You think the successor of the chief magistrate will not hold a situation so very uncomfortable; but do you not see the inevitable tendency of things to an open breach between the house of Representatives and the other branches of Government? Do you not clearly perceive the propensity they have to swallow up the Senate and Executive in their own omnipotence, and are you not aware how much the character of the Constitution, and the temper of the body of the People favours that propensity? If you did not see it when you wrote me last, I believe you have reason, to know it before this, and I am very sure you will see enough of it before you are much older.
The news of Europe is not at this time very important. The campaign on the Rhine does not appear to have been opened as yet; but that in Italy has begun by a succession of splendid victories on the part of the French, which may terminate by a Peace with the king of Sardinia. The War has been for some time, not a War of Liberty or of Government, but a War of conquest for France and Britain. In that according to all appearances it will end. France will add more or less to its territory, and Britain to its colonies. France will become more preponderant than ever by land, and Britain by sea. The Nations as usual will have shed their blood and spent their treasures profusely, to extend the boundaries of one country and the commerce of another, and their posterity while they curse the follies and madness of these days, will bleed with equal prodigality for some other madness or folly of their own.
The extraordinary scarcity of provisions which was said to threaten all Europe with a famine, has every where suddenly disappeared, and all the articles of necessity are plentiful and cheap. The American speculations in flour and rice which have been carried to such immense extent in the course of the last Winter will occasion a violent concussion somewhere; for at this time the french will not pay and the English will not buy. I am afraid many of our merchants will suffer severely.1
As to my private affairs I have not yet an answer from you, to my letter written at Helvoetsluys.2 I hope you did not draw while the Exchange was so very low as it has been in the winter.— I hope to write you before long from Holland, and in the mean time, with my best regards to your lady, remain your affectionate brother
John Q. Adams.3
FC-Pr (Adams Papers); internal address: “Charles Adams Esqr”; APM Reel 131. Some loss of text due to a torn manuscript.
1. Scarcity of grain in Europe between 1794 and 1796 led to a rapid rise in prices and increased demand for American exports.
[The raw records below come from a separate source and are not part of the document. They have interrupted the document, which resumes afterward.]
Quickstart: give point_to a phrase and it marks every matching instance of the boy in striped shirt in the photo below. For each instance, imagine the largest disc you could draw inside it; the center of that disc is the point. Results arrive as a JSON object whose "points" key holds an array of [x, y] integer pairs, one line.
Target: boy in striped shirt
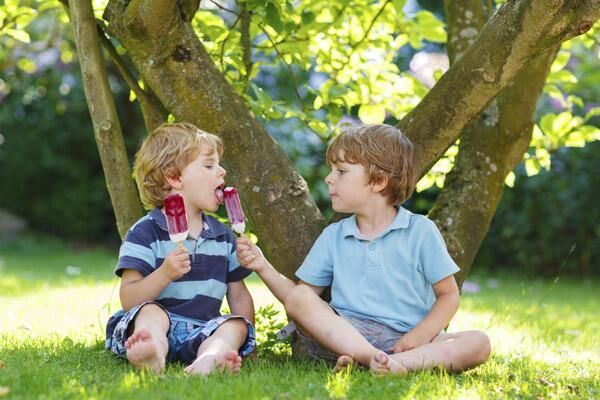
{"points": [[171, 295]]}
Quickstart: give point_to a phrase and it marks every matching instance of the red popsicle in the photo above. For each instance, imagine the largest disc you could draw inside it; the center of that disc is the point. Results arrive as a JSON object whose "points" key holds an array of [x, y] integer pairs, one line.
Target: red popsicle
{"points": [[234, 210], [176, 218]]}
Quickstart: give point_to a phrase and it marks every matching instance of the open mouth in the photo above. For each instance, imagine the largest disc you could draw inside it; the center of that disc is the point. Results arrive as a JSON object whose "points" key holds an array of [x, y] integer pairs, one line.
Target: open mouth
{"points": [[219, 193]]}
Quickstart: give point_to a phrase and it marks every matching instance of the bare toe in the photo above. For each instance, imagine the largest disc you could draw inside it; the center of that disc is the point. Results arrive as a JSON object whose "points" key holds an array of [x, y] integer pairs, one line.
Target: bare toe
{"points": [[343, 362]]}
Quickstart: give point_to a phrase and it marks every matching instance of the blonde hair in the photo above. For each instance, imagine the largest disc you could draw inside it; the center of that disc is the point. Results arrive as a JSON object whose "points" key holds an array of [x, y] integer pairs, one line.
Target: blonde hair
{"points": [[165, 152], [384, 151]]}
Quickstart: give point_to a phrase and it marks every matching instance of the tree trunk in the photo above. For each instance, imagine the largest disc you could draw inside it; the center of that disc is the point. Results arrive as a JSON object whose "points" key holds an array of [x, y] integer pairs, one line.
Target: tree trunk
{"points": [[520, 31], [171, 59], [173, 62], [107, 129], [489, 147]]}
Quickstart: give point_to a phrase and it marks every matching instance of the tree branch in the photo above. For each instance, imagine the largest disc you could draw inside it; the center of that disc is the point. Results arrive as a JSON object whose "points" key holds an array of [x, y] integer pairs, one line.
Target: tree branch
{"points": [[153, 111], [107, 128], [518, 32], [246, 43]]}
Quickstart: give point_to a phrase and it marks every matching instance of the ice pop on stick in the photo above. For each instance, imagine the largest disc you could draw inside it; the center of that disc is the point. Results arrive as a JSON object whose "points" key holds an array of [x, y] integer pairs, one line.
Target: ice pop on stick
{"points": [[234, 210], [176, 218]]}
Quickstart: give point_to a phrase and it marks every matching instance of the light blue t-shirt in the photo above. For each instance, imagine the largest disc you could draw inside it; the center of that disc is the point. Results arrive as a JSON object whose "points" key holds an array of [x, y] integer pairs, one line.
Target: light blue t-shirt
{"points": [[388, 279]]}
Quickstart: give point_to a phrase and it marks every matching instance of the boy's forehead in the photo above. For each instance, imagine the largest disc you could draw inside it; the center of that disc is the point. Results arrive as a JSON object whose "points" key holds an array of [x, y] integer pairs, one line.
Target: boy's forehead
{"points": [[207, 151]]}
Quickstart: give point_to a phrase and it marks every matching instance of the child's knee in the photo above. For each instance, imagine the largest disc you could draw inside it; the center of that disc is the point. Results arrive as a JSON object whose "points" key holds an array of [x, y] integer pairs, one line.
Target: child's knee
{"points": [[483, 345], [296, 299], [236, 325]]}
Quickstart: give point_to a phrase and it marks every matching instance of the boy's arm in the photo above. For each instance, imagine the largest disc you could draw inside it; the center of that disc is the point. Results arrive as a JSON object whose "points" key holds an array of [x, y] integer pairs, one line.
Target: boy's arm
{"points": [[240, 301], [442, 311], [136, 289], [250, 256]]}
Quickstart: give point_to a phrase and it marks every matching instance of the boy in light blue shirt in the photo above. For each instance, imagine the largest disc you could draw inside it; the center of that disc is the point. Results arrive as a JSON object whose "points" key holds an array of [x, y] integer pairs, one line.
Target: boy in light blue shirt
{"points": [[392, 284]]}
Believing that significant profits could be made by shipping grains to Europe, New England ship owners increasingly committed their vessels to this trade. But a collapse in the market for American grains in the spring of 1796, stemming from British government measures to prevent future grain shortages and the arrival of supplies from the East Indies, undermined the American trade (Walter M. Stern, “The Bread Crisis in Britain, 1795–96,” Economica, 31:168–169 [May 1964]; James B. Hedges, The Browns of Providence Plantations: The Nineteenth Century, Providence, R.I., 1968, p. 53–56).
3. Two days later, JQA also wrote to JA. He reported that with Parliament preparing to adjourn and Napoleon’s army advancing through Italy, he was still waiting for the “opportunity of a neutral conveyance” to make his return to The Hague (Adams Papers).